Wait a second! Just a year ago, I pronounced Big 10 Football as dead. What’s this? Ohio State upends Alabama in the semi-final of the playoffs, 42-35, in the Sugar Bowl? Michigan State edges Baylor, 42-41, at AT&T Stadium? Wisconin edges Auburn, 34-31, in overtime, in the Outback Bowl in Tampa? Michigan hires Jim Harbaugh as coach at $8,000,000 a year and quintuples ticket prices? Damn! This means my reputation as an ‘expert’ is now in tatters, that no one will believe a word I say on anything! Let this be a lesson to me to withhold judgment until the games are over!

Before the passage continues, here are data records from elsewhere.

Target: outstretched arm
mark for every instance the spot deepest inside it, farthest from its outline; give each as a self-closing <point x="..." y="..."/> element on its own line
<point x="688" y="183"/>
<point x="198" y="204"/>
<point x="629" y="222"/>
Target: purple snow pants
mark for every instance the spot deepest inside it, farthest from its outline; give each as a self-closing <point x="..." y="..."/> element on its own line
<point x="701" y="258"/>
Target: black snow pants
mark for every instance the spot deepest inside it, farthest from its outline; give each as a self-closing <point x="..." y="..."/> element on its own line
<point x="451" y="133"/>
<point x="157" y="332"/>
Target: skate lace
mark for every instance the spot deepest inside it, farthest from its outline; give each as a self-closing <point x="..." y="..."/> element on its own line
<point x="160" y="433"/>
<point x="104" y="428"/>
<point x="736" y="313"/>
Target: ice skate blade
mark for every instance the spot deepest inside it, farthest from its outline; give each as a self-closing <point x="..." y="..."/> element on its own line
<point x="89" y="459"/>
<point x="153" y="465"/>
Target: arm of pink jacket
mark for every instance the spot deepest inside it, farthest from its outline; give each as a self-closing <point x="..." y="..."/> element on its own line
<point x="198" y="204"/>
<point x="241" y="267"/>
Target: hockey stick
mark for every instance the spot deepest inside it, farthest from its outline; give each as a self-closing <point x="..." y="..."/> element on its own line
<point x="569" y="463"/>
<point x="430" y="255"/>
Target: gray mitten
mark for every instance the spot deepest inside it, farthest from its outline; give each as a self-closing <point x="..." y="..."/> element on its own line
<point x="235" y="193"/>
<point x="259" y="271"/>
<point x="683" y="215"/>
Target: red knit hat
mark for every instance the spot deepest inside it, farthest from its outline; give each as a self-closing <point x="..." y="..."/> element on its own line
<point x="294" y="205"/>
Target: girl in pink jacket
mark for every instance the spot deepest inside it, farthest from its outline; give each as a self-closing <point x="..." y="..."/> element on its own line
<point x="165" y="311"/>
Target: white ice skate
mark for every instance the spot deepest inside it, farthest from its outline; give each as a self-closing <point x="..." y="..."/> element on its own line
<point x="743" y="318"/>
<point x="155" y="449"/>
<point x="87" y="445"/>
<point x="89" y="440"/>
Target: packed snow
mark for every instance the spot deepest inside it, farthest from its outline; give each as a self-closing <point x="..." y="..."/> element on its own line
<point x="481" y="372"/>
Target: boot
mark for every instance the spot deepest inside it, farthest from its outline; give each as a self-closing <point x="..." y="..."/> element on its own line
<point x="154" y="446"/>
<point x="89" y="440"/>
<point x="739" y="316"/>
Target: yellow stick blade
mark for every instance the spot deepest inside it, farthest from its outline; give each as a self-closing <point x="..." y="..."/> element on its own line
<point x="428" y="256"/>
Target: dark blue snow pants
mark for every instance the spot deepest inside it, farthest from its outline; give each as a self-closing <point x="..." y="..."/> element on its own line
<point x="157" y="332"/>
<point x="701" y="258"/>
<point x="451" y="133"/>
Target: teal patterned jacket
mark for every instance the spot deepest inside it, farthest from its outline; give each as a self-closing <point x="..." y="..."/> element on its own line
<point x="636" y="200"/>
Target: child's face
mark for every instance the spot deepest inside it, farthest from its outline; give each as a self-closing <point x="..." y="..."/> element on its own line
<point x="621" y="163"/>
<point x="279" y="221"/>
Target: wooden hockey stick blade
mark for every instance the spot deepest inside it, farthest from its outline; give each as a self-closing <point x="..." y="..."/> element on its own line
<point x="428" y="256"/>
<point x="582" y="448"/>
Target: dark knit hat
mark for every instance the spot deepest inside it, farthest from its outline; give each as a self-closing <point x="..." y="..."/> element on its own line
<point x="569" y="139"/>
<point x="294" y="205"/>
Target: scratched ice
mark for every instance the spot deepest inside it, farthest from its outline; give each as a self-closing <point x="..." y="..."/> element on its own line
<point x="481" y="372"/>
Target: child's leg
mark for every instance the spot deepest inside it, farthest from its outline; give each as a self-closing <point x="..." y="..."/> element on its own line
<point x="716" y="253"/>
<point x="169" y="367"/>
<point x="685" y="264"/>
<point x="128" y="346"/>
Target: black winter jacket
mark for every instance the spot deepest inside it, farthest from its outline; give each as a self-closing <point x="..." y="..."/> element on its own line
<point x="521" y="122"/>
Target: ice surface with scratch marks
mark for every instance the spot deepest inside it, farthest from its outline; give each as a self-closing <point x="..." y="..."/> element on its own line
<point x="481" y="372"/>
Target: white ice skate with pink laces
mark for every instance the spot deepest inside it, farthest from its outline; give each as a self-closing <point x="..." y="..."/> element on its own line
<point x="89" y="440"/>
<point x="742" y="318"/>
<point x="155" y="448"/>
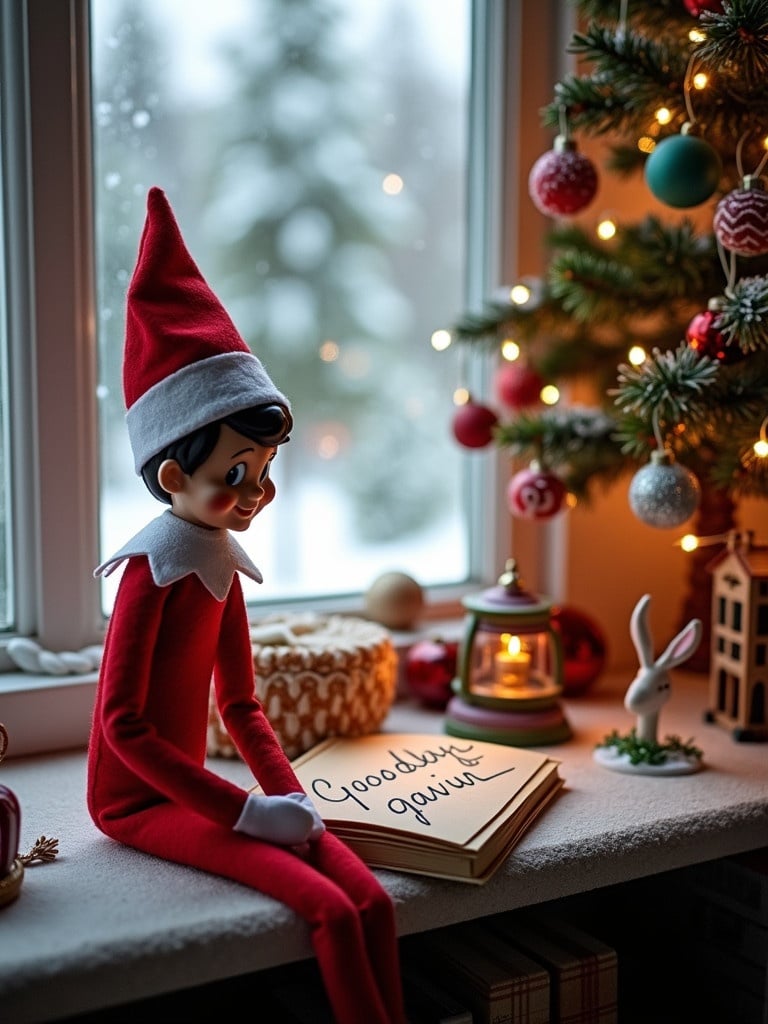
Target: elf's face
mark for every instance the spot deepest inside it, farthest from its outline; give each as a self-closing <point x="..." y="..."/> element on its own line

Does this mean I have to send a written apology to Big 10 Commissioner Jim Delaney? I mean, I wrote here that I would not trust him to run a 7-11, much less a multi-billion Dollar industry. Well, as it was unfair of me to pile all the blame for last year’s Big 10 troubles, it would be unwise to heap all the credit on him for this reversal of fortunes. Still, as I said a year ago: When you are looking for the reason things go wrong, start at the top. The same has to apply when things start going right. So, Jim Delaney, you were positive and that helped. On one knee, I beg your pardon.

In all this, the Wisconsin football coach left after the regular season (and Big 10 playoff) ended, so AD Barry Alvarez came out of retirement to lead them to another big win. You have to hand it to this man. His program was rocked when his coach bolted for Oregon State. He kept his hand on the tiller through all that and the team responded well. Of course, being able to hand off to the unbelievable Melvin Gordon on just about every play is going to make any coach look good. But Barry Alvarez is my idea of what a coach is all about. On one knee, I honor him.

With this, I think the Big 10 is now working its way back to respectability. Other programs are taking off now: Minnesota was 8-5 and went to a bowl game; Nebraska was 9-4 and lost to USC, 45-42, in the Holiday Bowl; Illinois was 6-7 but went to a bowl game and is on the way up; Penn State was 7-6 and beat Boston College, 31-30, in OT in the Pinstripe Bowl; Rutgers was 8-5 and beat North Carolina, 40-21, in the Quick Lane Bowl; Maryland was 7-6 and went to a bowl game. Only Northwestern, Iowa, Michigan, Indiana and Purdue did not make bowl games. Hoo-rah.